The Evolution of Sweet Potato Casserole

While sweet potato casserole with marshmallows reached the height of popularity in the 1950s through the 1980s, it continues to be a nostalgic holiday favorite today. The dish has evolved over the years:

Use of Different Sweet Potatoes

Earlier versions relied on canned sweet potatoes. Later recipes used fresh sweet potatoes, especially once these became available year-round. Some modern cooks also experiment with garnet and Asian sweet varieties.

New Flavor Profiles

Spices, herbs, citrus, spirits, and alternative sweeteners have expanded the flavor profiles beyond basic brown sugar and vanilla. Options like pecans, toasted oats, coconut, candied ginger, or streusel toppings provide crunch without marshmallows.

Lighter Recipes

With heightened nutrition awareness, some lighter recipes reduce butter, cream, and eggs. Swapping sweet potato for pumpkin puree also lowers the calorie count. Still, most cooks stick with indulgent classic versions for holidays.

From Homemade to Store-bought

Convenience products like canned sweet potato puree, tubbed whipped topping, and frozen casseroles minimize effort while maintaining nostalgia. However, homemade dishes cooked from scratch retain the most sentimental appeal.

New Holiday Traditions

While Thanksgiving and Christmas remain tied to sweet potato casserole in American culture, the dish also now appears at Easter meals, Friendsgiving gatherings, and other holidays where people seek nostalgic foods.

The Enduring Popularity of Sweet Potato Casserole

Despite changes over the years, sweet potato casserole with marshmallows has retained its status as a cherished American holiday dish. Here are some reasons for its lasting popularity:

Nostalgia and Tradition

For many American families, marshmallow-topped sweet potato casserole is intricately woven into holiday rituals and memories. Serving the dish evokes nostalgia and reinforces family traditions.

Kid-Friendly Appeal

Both picky and adventurous eaters tend to enjoy this dish, since kids are drawn to the sweet marshmallow topping. Passing family food traditions to the next generation helps perpetuate them.
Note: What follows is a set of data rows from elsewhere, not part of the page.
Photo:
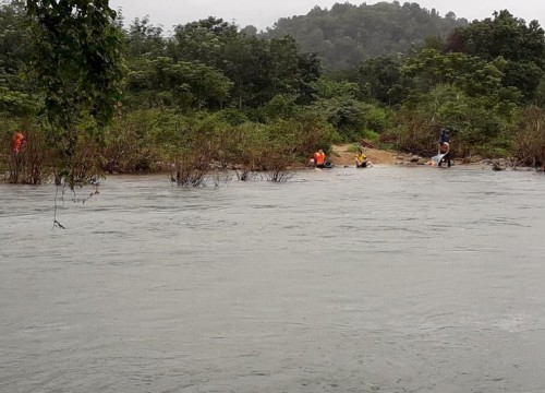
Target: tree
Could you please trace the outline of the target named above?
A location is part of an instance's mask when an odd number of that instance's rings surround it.
[[[545,72],[545,35],[537,21],[526,23],[507,10],[494,19],[475,21],[459,28],[447,40],[448,50],[460,51],[486,61],[507,61],[502,84],[514,86],[532,99]]]
[[[70,187],[82,121],[100,130],[114,114],[122,78],[120,31],[108,0],[27,0],[35,23],[33,71]],[[88,174],[84,174],[88,175]]]
[[[0,4],[0,112],[23,116],[35,108],[32,85],[23,76],[29,56],[31,28],[24,4]]]

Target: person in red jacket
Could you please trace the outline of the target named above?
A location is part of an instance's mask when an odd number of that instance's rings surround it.
[[[25,144],[25,135],[21,131],[15,131],[13,135],[13,152],[15,155],[21,153],[21,148],[23,148],[23,145]]]

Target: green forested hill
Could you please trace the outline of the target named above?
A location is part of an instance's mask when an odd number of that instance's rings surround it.
[[[465,19],[451,12],[443,17],[417,3],[336,3],[330,10],[315,7],[306,15],[280,19],[265,35],[290,35],[301,51],[317,52],[326,69],[339,70],[376,56],[405,53],[428,37],[445,39],[465,25]]]

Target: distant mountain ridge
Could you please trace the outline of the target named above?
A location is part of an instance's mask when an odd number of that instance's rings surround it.
[[[405,53],[427,37],[445,39],[468,23],[452,12],[443,17],[417,3],[335,3],[330,10],[315,7],[306,15],[279,19],[264,35],[290,35],[301,51],[316,52],[326,69],[339,70],[376,56]]]

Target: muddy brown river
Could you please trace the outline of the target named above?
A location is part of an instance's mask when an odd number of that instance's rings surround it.
[[[0,392],[545,392],[543,175],[53,198],[0,184]]]

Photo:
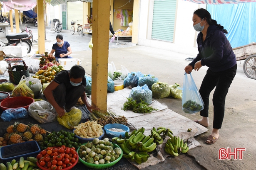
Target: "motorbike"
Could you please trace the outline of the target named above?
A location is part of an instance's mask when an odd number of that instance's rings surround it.
[[[55,23],[54,29],[57,33],[60,32],[62,30],[62,23],[60,22],[60,20],[58,19],[53,19],[53,22]]]
[[[0,32],[5,32],[0,28]],[[17,33],[7,35],[5,38],[8,42],[4,42],[0,39],[0,51],[2,51],[2,47],[8,46],[24,46],[27,47],[27,53],[30,53],[31,47],[33,46],[30,40],[32,36],[27,33]]]

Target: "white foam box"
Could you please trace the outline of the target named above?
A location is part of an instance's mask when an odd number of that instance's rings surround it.
[[[58,58],[59,63],[65,70],[69,70],[73,66],[80,65],[81,61],[78,58]]]
[[[6,46],[2,47],[2,51],[6,55],[14,54],[15,57],[27,56],[27,47],[25,46]],[[12,55],[13,56],[13,55]]]

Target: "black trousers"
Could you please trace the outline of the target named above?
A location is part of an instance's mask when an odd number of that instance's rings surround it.
[[[237,68],[237,65],[236,64],[228,70],[217,73],[213,72],[208,69],[199,90],[204,103],[204,109],[200,112],[200,115],[208,117],[209,96],[211,92],[216,87],[212,99],[213,128],[214,129],[219,129],[221,127],[224,118],[226,96],[236,73]]]
[[[53,97],[60,107],[64,108],[65,106],[65,109],[69,109],[76,105],[85,90],[83,85],[73,87],[67,90],[64,84],[61,83],[53,90]]]

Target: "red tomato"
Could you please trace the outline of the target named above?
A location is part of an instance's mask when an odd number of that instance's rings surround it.
[[[47,154],[47,152],[46,152],[45,150],[43,150],[41,153],[42,153],[42,155],[45,155]]]
[[[61,166],[58,166],[57,167],[57,170],[62,170],[62,169],[63,169],[62,167]]]
[[[41,161],[39,163],[39,165],[40,165],[40,166],[44,166],[45,165],[45,162]]]
[[[62,165],[63,163],[61,160],[58,160],[57,162],[57,165]]]
[[[70,162],[72,163],[74,163],[76,162],[76,159],[74,158],[72,158],[71,160],[70,160]]]
[[[63,153],[65,150],[63,148],[60,148],[59,149],[59,153]]]
[[[41,153],[40,153],[38,155],[37,155],[37,160],[40,160],[40,158],[41,158],[42,157],[42,155],[41,154]]]
[[[49,161],[47,163],[47,167],[48,168],[50,168],[52,166],[52,163],[50,161]]]
[[[52,170],[55,170],[57,169],[57,166],[56,165],[52,165],[51,167],[51,169]]]
[[[74,154],[75,154],[77,153],[77,152],[76,152],[76,151],[75,150],[74,150],[74,149],[71,149],[70,150],[70,153],[72,153],[72,154],[74,155]]]
[[[45,162],[48,162],[49,161],[50,161],[52,159],[50,157],[45,157]]]
[[[52,165],[57,165],[57,160],[52,160]]]
[[[67,164],[70,163],[70,160],[68,158],[65,159],[65,160],[64,160],[64,163],[65,164]]]

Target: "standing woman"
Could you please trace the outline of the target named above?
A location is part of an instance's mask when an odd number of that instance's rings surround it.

Complement to Other Holiday Foods

The blend of creamy, sweet, and crunchy textures balances out the savory, salty, herby flavors prominent at many holiday meals. It offers variety without totally departing from tradition.

Simplicity of Preparation

While scratch-made versions require some effort, convenience products and shortcuts make assembling this dish easy enough for even novice holiday cooks.

Visual Appeal

The fluffy white marshmallow topping perfectly browned under the broiler or torched to golden caramelization makes for an eye-catching dish to serve guests.

Comfort Food Appeal

The sweet flavors and soft textures soothe as a comforting treat amid the lavish abundance of celebratory meals.

For all these reasons, marshmallow-topped sweet potato casserole has earned an enduring place at American holiday tables and in our cultural food traditions. The unique pairing captures nostalgia for cherished family rituals and the simple joy of a favorite comfort food. This history and appeal explain why Americans continue to eagerly relish this holiday specialty.


Marshmallow-topped sweet potato casserole has become an iconic American holiday dish thanks to its eclectic blend of flavors, textures, and sensations. Born from experiments mixing traditional southern sweet potatoes with trendy marshmallows, it surged in popularity as a festive and family-friendly Thanksgiving and Christmas side. Its nostalgic appeal and ability to complement other holiday foods has allowed it to persist over generations as a staple at celebratory meals. While updated versions provide lighter options, most families continue to embrace the indulgent, time-honored version covered in melted marshmallows. Sweet potato casserole satisfaction coupled with its inherent connection to fond holiday memories will likely ensure marshmallows remain the perfect partner to sweet potatoes on American tables for years to come.